Les jeunes du groupe, comme De Cat, Godts et Ngoy, ont vite trouvé leurs marques. « Ils ont été bien intégrés. Il y a de la bienveillance dans l’équipe. Beaucoup sont bilingues, même parfois parfaitement. Il n’y a plus de groupes linguistiques comme avant. La décision de Garcia de changer la disposition des repas aide aussi. Avant, il y avait de petites tables rondes. Maintenant, il n’y a plus que deux grandes tables : une pour le staff et pour les joueurs. La cohésion était bonne, elle s’est encore améliorée en stage. »
L’organisation : « Le respect des horaires sera primordial »
Les Diables ont découvert la lenteur américaine, sur les routes et aux aéroports. « Quelques détails restent à régler dans l’organisation. Le respect des horaires est aléatoire ici. Pendant la Coupe du monde, contrairement au stage, c’est la FIFA qui aurait la mainmise sur beaucoup de choses. Cela dit, la FIFA a quand même géré le contrôle antidopage à Atlanta et c’était compliqué aussi (NdlR : notamment un manque de matériel pour les prises de sang). Certaines choses doivent encore être coordonnées, comme le point d’arrivée des bus au stade. »

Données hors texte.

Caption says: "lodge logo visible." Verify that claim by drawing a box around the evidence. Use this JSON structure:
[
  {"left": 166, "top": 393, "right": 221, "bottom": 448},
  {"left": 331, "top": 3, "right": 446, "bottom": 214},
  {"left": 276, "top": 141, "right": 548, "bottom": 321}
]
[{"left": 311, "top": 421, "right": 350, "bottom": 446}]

Les Diables pourraient même avoir servi de « rats de laboratoire », selon Mannaert. « Je soupçonne la FIFA d’avoir utilisé ce stage comme un test. Nous avons transmis tous nos retours et nous espérons que la FIFA pourra prendre les mesures nécessaires au Mondial. Le respect des horaires est primordial dans un tournoi avec 48 équipes dans trois pays. »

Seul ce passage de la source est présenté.